Prospective pan-cancer germline testing using MSK-IMPACT informs clinical translation in 751 patients with pediatric solid tumors

Abstract

The spectrum of germline predisposition in pediatric cancer continues to be realized. Here we report 751 solid tumor patients who underwent prospective matched tumor-normal DNA sequencing and downstream clinical use (clinicaltrials.gov NCT01775072). Germline pathogenic and likely pathogenic (P/LP) variants were reported. One or more P/LP variants were found in 18% (138/751) of individuals when including variants in low, moderate, and high penetrance dominant or recessive genes, or 13% (99/751) in moderate and high penetrance dominant genes. 34% of high or moderate penetrance variants were unexpected based on the patient's diagnosis and previous history. 76% of patients with positive results completed a clinical genetics visit, and 21% had at least one relative undergo cascade testing as a result of this testing. Clinical actionability additionally included screening, risk reduction in relatives, reproductive use, and use of targeted therapies. Germline testing should be considered for all children with cancer.

Figure 1.

(A) Cancer types represented in the current study (blue) compared to the Annual International Childhood Cancer Classification (AICCC) distribution (red). Current study data is based on n=751 patients and shown with 95% confidence intervals.
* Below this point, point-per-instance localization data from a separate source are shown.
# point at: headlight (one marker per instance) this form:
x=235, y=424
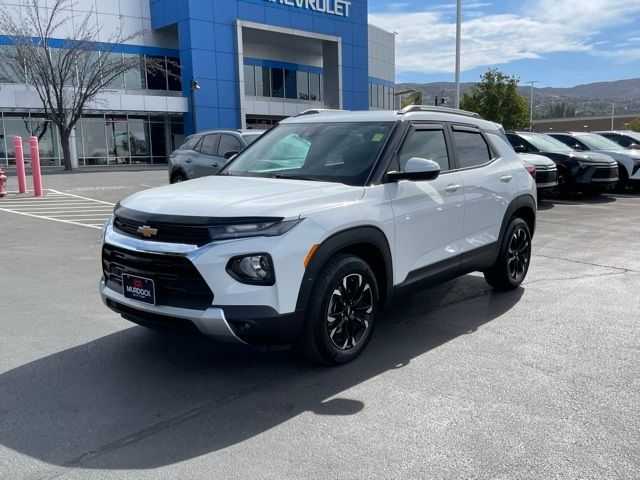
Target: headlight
x=106, y=225
x=262, y=229
x=255, y=269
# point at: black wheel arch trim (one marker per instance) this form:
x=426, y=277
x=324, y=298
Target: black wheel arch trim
x=522, y=201
x=340, y=241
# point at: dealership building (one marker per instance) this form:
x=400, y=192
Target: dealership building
x=228, y=64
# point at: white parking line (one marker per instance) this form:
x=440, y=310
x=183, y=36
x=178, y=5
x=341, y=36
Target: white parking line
x=61, y=207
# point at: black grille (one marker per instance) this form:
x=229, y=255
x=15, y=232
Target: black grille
x=169, y=233
x=177, y=281
x=606, y=173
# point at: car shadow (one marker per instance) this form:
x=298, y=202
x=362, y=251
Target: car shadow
x=137, y=399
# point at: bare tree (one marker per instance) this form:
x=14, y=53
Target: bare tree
x=70, y=77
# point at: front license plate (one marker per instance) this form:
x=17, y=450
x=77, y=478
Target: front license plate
x=139, y=288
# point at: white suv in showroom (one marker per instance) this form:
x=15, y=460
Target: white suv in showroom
x=324, y=220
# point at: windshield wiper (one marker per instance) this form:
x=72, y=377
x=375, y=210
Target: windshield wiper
x=296, y=177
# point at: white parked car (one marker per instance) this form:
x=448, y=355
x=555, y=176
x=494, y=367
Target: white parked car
x=324, y=220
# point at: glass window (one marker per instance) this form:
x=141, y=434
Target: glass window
x=471, y=148
x=156, y=78
x=95, y=141
x=47, y=141
x=177, y=134
x=118, y=141
x=333, y=152
x=191, y=143
x=303, y=85
x=134, y=79
x=314, y=87
x=290, y=84
x=139, y=140
x=113, y=59
x=249, y=81
x=209, y=145
x=277, y=82
x=263, y=82
x=427, y=144
x=229, y=143
x=174, y=75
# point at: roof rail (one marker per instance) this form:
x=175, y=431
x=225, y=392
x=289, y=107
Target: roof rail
x=314, y=111
x=427, y=108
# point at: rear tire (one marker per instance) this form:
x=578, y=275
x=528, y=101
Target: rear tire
x=514, y=258
x=341, y=311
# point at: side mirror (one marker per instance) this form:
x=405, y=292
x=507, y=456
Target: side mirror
x=417, y=169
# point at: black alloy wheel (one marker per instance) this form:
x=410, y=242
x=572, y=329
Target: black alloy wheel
x=349, y=312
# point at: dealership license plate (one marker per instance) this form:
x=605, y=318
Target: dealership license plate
x=139, y=288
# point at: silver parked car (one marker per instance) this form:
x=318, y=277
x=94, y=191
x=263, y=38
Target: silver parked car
x=205, y=153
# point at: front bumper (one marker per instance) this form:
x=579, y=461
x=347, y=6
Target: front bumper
x=210, y=322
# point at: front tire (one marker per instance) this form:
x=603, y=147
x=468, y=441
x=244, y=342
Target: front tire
x=341, y=311
x=512, y=264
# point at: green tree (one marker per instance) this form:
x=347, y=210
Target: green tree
x=496, y=98
x=635, y=125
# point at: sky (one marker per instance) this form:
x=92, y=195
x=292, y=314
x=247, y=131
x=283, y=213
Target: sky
x=560, y=43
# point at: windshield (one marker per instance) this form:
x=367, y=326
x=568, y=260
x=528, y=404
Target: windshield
x=330, y=152
x=596, y=142
x=545, y=143
x=251, y=137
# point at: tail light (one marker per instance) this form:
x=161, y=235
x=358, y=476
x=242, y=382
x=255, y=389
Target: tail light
x=531, y=169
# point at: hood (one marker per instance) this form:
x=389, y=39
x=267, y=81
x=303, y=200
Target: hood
x=537, y=160
x=226, y=196
x=622, y=154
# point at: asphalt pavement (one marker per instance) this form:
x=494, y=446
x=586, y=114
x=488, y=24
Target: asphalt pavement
x=458, y=382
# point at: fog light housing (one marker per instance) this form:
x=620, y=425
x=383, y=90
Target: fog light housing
x=252, y=269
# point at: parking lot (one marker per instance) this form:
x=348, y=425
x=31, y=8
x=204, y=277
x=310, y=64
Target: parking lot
x=459, y=382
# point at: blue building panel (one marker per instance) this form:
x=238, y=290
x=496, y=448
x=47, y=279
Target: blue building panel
x=209, y=52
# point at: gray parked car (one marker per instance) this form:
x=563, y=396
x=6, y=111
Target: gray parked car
x=205, y=153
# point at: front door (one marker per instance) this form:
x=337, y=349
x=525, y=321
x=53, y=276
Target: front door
x=429, y=215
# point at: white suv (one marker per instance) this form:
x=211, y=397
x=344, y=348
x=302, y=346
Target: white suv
x=325, y=219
US census data (https://www.census.gov/quickfacts/fact/table/US/PST0452190) was used with AICCC data to calculate population percentages. (B) Germline P/LP variants and biallelic inactivation across 138 patients in the cohort. Bottom, the heat map shows the occurrence of germline P/LP variants across genes and cancer types. The color indicates the proportion of patients with a particular cancer type and germline alteration, and the number on the tiles indicate the absolute count. The total number of patients in the cohort for each of the cancer types is displayed on the left. Top, the absolute count of patients with biallelic inactivation in the genes shown on the x-axis. Biallelic inactivation includes loss of heterozygosity and second somatic hits. Patients for whom the allele status in tumor could not be assessed due to insufficient tumor purity, unavailability of sufficient tumor tissue, or low sequencing coverage in the tumor are indicated as indeterminate for biallelic inactivation.

Figure 2:

(A) Universal germline sequencing in 751 patients undergoing tumor-normal sequencing using MSK-IMPACT with tumor status of alternate allele if available, screening recommendations when indicated, cascade testing in relatives and examples of clinical translation. One family reported back undergoing IVF/PGT which resulted in a pregnancy and birth of a child unaffected with LFS. While using germline results in this manner was counseled on by the Clinical Genetics team, the number of families using this information for reproductive purposes was not systematically followed. Examples of clinical use of germline results. (B) A proband with embryonal rhabdomyosarcoma was detected to have a germline TP53 mutation which was subsequently found in her father through cascade testing. He was found through screening to have thyroid cancer and a meningioma. (C) A proband with a teratoma was found to have a germline PMS2 mutation and was started on immunotherapy. Cascade testing has not been performed in this family.